Siliguri, May 8: Doctors and voluntary organisations have called for compulsory testing of blood for thalassaemia before marriage, keeping in mind the suffering that the patients of the genetically transmitted disease go through.

“The government has made marriage registration mandatory. Likewise, tests to find out whether the husband and wife-to-be are carriers of the thalassaemia gene must also be made compulsory,” Shibshankar Banik, the joint secretary of the Siliguri Thalassaemia Society told a seminar on World Thalassaemia Day today.

If both husband and wife are carriers of the thalassaemia “minor” gene, the chances that their offspring will be thalassaemia “major” is 20 per cent, Banik said.

“The first symptoms usually occur when the child is between three months and three years old. The child will have a persistent cold and fever, a pale appearance and would be very fidgety,” Banik added.
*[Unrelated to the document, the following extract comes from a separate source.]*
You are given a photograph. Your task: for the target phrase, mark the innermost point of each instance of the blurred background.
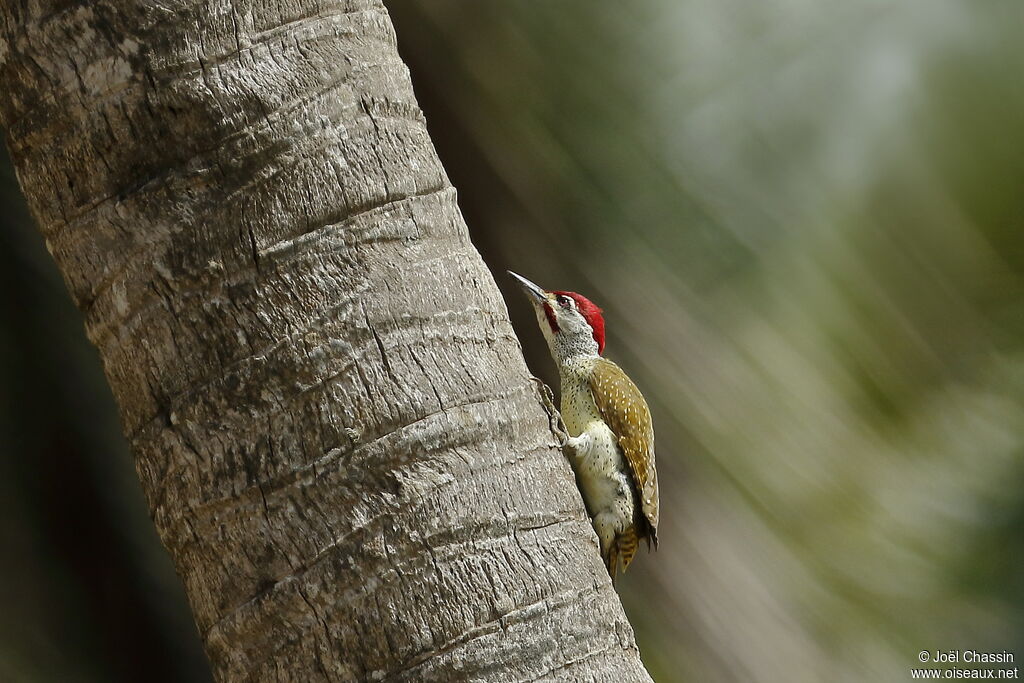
(805, 222)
The Society, registered in 2002, has 76 patients suffering from the blood disorder from Siliguri and its surrounding areas on its rolls. Affiliated to the Calcutta-based Thalassaemia Foundation, the Society organises awareness camps, counselling and facilitates treatment for the affected people.

“The average life expectancy of a thalassaemia major patient is 22 years, that too if some basic treatment like blood transfusion and injections is given. But it is costly,” said B.K. Goswami, a consultant pathologist.